Qu’importe la disparition des champions nationaux des années 60 si des champions européens émergent, capables de déployer leur stratégie sur les principaux marchés mondiaux. Qu’importe le déclin des industries traditionnelles si mille fleurs de la start-up nation éclosent en même temps.
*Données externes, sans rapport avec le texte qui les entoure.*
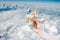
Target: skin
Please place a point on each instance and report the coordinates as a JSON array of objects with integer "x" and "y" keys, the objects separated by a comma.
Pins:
[{"x": 35, "y": 23}]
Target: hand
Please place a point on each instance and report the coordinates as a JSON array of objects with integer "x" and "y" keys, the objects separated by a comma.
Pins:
[{"x": 42, "y": 21}]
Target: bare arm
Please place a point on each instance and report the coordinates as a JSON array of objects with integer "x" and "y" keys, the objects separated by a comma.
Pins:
[{"x": 42, "y": 21}]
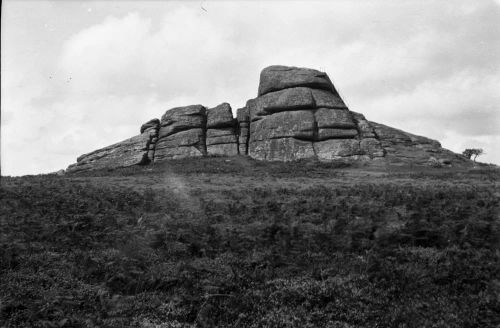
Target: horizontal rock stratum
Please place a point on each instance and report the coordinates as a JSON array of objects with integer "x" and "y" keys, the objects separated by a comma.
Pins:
[{"x": 298, "y": 114}]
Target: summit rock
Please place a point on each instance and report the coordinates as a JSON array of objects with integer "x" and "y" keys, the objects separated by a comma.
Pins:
[{"x": 298, "y": 114}]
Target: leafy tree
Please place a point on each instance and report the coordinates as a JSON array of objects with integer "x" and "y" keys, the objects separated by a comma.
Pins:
[{"x": 469, "y": 152}]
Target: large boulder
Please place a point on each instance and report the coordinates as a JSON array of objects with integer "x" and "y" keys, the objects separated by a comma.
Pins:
[
  {"x": 220, "y": 116},
  {"x": 182, "y": 118},
  {"x": 283, "y": 100},
  {"x": 132, "y": 151},
  {"x": 297, "y": 124},
  {"x": 274, "y": 78},
  {"x": 298, "y": 114},
  {"x": 337, "y": 148},
  {"x": 283, "y": 149},
  {"x": 188, "y": 143}
]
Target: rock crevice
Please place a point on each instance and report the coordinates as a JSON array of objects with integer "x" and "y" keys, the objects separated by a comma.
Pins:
[{"x": 298, "y": 114}]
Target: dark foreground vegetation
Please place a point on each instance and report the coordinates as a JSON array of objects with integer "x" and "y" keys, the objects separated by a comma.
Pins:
[{"x": 244, "y": 244}]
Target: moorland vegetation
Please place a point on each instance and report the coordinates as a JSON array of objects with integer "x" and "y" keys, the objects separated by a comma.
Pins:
[{"x": 239, "y": 243}]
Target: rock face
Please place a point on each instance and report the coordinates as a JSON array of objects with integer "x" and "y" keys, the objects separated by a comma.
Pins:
[
  {"x": 298, "y": 114},
  {"x": 182, "y": 133}
]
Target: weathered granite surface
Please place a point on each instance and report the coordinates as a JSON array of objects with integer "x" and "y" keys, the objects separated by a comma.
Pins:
[{"x": 298, "y": 114}]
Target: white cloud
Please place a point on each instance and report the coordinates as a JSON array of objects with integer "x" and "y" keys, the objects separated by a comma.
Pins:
[{"x": 429, "y": 68}]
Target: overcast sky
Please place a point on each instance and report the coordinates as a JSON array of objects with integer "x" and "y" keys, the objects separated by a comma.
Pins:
[{"x": 80, "y": 75}]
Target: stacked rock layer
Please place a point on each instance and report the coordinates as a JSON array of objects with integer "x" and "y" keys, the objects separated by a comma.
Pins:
[{"x": 298, "y": 114}]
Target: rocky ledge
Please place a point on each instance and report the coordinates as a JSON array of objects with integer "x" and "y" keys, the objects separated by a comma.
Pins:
[{"x": 298, "y": 114}]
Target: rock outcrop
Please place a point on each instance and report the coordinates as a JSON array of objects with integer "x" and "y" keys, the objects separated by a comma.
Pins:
[
  {"x": 298, "y": 114},
  {"x": 221, "y": 131},
  {"x": 138, "y": 150}
]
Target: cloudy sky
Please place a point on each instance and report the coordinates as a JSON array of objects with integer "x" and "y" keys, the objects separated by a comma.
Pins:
[{"x": 80, "y": 75}]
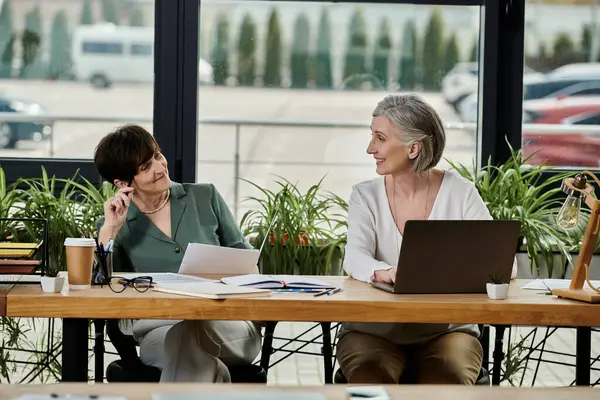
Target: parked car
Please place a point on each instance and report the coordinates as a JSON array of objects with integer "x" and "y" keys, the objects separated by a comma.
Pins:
[
  {"x": 104, "y": 54},
  {"x": 463, "y": 80},
  {"x": 12, "y": 132},
  {"x": 549, "y": 88},
  {"x": 581, "y": 149}
]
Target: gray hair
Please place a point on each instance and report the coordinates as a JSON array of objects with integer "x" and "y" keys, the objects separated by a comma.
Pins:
[{"x": 420, "y": 123}]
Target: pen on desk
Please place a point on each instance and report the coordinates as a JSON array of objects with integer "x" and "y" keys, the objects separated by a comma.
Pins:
[{"x": 323, "y": 292}]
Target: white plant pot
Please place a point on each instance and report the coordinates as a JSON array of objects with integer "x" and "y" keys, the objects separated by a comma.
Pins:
[
  {"x": 52, "y": 284},
  {"x": 497, "y": 292}
]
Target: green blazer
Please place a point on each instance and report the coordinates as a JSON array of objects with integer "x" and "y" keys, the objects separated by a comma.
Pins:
[{"x": 198, "y": 215}]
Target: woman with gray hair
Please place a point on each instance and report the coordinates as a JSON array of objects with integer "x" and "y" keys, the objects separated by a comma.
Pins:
[{"x": 407, "y": 142}]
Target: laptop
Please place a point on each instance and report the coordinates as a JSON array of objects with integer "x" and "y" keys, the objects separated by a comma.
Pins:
[{"x": 458, "y": 256}]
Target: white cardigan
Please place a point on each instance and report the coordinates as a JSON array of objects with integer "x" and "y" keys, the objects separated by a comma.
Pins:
[{"x": 373, "y": 245}]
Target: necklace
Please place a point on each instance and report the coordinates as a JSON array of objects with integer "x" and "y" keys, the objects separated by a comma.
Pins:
[
  {"x": 395, "y": 208},
  {"x": 164, "y": 203}
]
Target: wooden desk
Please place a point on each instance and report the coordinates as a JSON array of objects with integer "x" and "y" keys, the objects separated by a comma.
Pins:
[
  {"x": 331, "y": 392},
  {"x": 359, "y": 302}
]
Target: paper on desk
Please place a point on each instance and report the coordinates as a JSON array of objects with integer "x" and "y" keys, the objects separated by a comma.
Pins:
[
  {"x": 208, "y": 259},
  {"x": 50, "y": 396},
  {"x": 246, "y": 395},
  {"x": 545, "y": 284},
  {"x": 167, "y": 277}
]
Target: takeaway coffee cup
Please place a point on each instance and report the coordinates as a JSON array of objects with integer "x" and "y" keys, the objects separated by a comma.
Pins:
[{"x": 80, "y": 260}]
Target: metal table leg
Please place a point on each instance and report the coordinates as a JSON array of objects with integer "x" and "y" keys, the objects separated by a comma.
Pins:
[
  {"x": 75, "y": 350},
  {"x": 583, "y": 355}
]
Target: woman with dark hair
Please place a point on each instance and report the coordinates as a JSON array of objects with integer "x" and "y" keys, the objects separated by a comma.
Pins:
[{"x": 151, "y": 221}]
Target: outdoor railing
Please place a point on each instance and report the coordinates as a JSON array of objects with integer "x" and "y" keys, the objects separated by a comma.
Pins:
[{"x": 52, "y": 119}]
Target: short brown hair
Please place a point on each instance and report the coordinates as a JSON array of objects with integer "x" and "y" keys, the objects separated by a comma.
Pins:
[{"x": 120, "y": 153}]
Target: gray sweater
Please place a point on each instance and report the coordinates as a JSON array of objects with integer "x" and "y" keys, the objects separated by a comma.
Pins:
[{"x": 374, "y": 243}]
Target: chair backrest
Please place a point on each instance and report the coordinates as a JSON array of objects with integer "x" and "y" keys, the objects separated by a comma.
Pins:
[{"x": 124, "y": 344}]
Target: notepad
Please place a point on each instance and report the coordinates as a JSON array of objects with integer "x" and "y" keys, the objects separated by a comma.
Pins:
[
  {"x": 239, "y": 395},
  {"x": 210, "y": 290},
  {"x": 277, "y": 282}
]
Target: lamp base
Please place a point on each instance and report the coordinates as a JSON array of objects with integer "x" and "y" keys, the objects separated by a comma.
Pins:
[{"x": 587, "y": 295}]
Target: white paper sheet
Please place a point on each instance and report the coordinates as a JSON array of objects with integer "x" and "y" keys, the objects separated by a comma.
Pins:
[
  {"x": 208, "y": 259},
  {"x": 545, "y": 284}
]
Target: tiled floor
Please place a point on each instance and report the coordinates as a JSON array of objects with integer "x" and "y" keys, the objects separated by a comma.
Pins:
[{"x": 301, "y": 369}]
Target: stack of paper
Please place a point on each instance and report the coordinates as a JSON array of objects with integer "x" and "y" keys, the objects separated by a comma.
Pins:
[
  {"x": 239, "y": 395},
  {"x": 210, "y": 290},
  {"x": 551, "y": 284},
  {"x": 166, "y": 277},
  {"x": 277, "y": 282}
]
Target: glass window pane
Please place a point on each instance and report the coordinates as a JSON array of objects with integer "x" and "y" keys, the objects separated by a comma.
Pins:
[
  {"x": 88, "y": 62},
  {"x": 561, "y": 102},
  {"x": 294, "y": 85}
]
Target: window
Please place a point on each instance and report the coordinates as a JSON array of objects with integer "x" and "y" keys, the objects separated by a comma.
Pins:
[
  {"x": 141, "y": 49},
  {"x": 76, "y": 68},
  {"x": 561, "y": 127},
  {"x": 586, "y": 119},
  {"x": 288, "y": 88},
  {"x": 102, "y": 48}
]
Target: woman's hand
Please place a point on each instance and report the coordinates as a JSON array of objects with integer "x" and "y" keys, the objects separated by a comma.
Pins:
[
  {"x": 385, "y": 276},
  {"x": 115, "y": 209}
]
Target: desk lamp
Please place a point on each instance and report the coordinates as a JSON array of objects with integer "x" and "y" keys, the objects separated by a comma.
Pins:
[{"x": 578, "y": 189}]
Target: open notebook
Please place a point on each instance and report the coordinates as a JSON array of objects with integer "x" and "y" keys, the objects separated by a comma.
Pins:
[
  {"x": 210, "y": 290},
  {"x": 277, "y": 282}
]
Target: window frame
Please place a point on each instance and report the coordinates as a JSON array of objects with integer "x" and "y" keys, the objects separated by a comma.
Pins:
[{"x": 175, "y": 103}]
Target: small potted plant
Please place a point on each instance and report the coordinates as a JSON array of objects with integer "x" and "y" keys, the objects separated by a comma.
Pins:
[
  {"x": 51, "y": 282},
  {"x": 497, "y": 288}
]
Le problème est qu’avec la perte des centres de commande industriels, dans les Telecom avec Nokia-Alcatel, dans l’énergie avec GE-Alstom, dans le ferroviaire avec Siemens-Alstom, mais aussi dans l’industrie cimentière avec LafargeHolcim, dans l’aluminium avec la disparition de Pechiney etc., on assiste sur la durée à des pertes de compétences manufacturières, à la fermeture de filières de recherche, à la disparition d’activités sur le territoire national pour trois raisons simples : 1) Nokia, aujourd’hui, est le produit du regroupement des activités de commutation des groupes Nokia, Alcatel, Siemens, Lucent, Nortel et la rationalisation d’un portefeuille d’activités passe nécessairement par l’élimination de filières technologiques et de sites de production ; 2) le propre d’une fusion est de réaliser des synergies de coûts ce qui passe par l’élimination de fonctions redondantes ou d’usines non optimisées ; 3) le décentrement d’un groupe remet en cause l’écosystème qui s’était formé avec le temps comme, par exemple, l’écosystème breton pour Alcatel.
Mais on l’a vu, la stratégie d’Emmanuel Macron est de gérer la transition entre l’ancien monde industriel et l’univers des NBIC (Nanotechnologies, biotechnologies, informatique et sciences cognitives). Or des études récentes du McKinsey Global Institute délivrent une image sombre des positions de la France dans le high-tech. Qu’il s’agisse de l’intelligence avancée ( AI), de la robotique et des drones, des edutech, du fintech… la France n’est jamais présente parmi les cinq premiers pays. La taille de son industrie du venture capital, la frilosité bancaire, le poids des réglementations font que si l’activité de création de start-up est dynamique, peu d’entre elles grossissent et peu restent ancrées sur le territoire national : 80% des start-up qui réalisent plus de 50 millions de CA, suivies par E&Y, sont sous contrôle étranger.
Résumons-nous : désindustrialisation, perte de spécialisation, descente en gamme, disparition des hauteurs du capitalisme français ne sauraient nous laisser indifférents... En même temps le diagnostic est à présent partagé, les réformes du marché du travail et de la fiscalité sont engagées, la volonté de faire de la France une start-up nation et de s’en donner les moyens est affirmée. Le reste relève des éléments de langage obligés.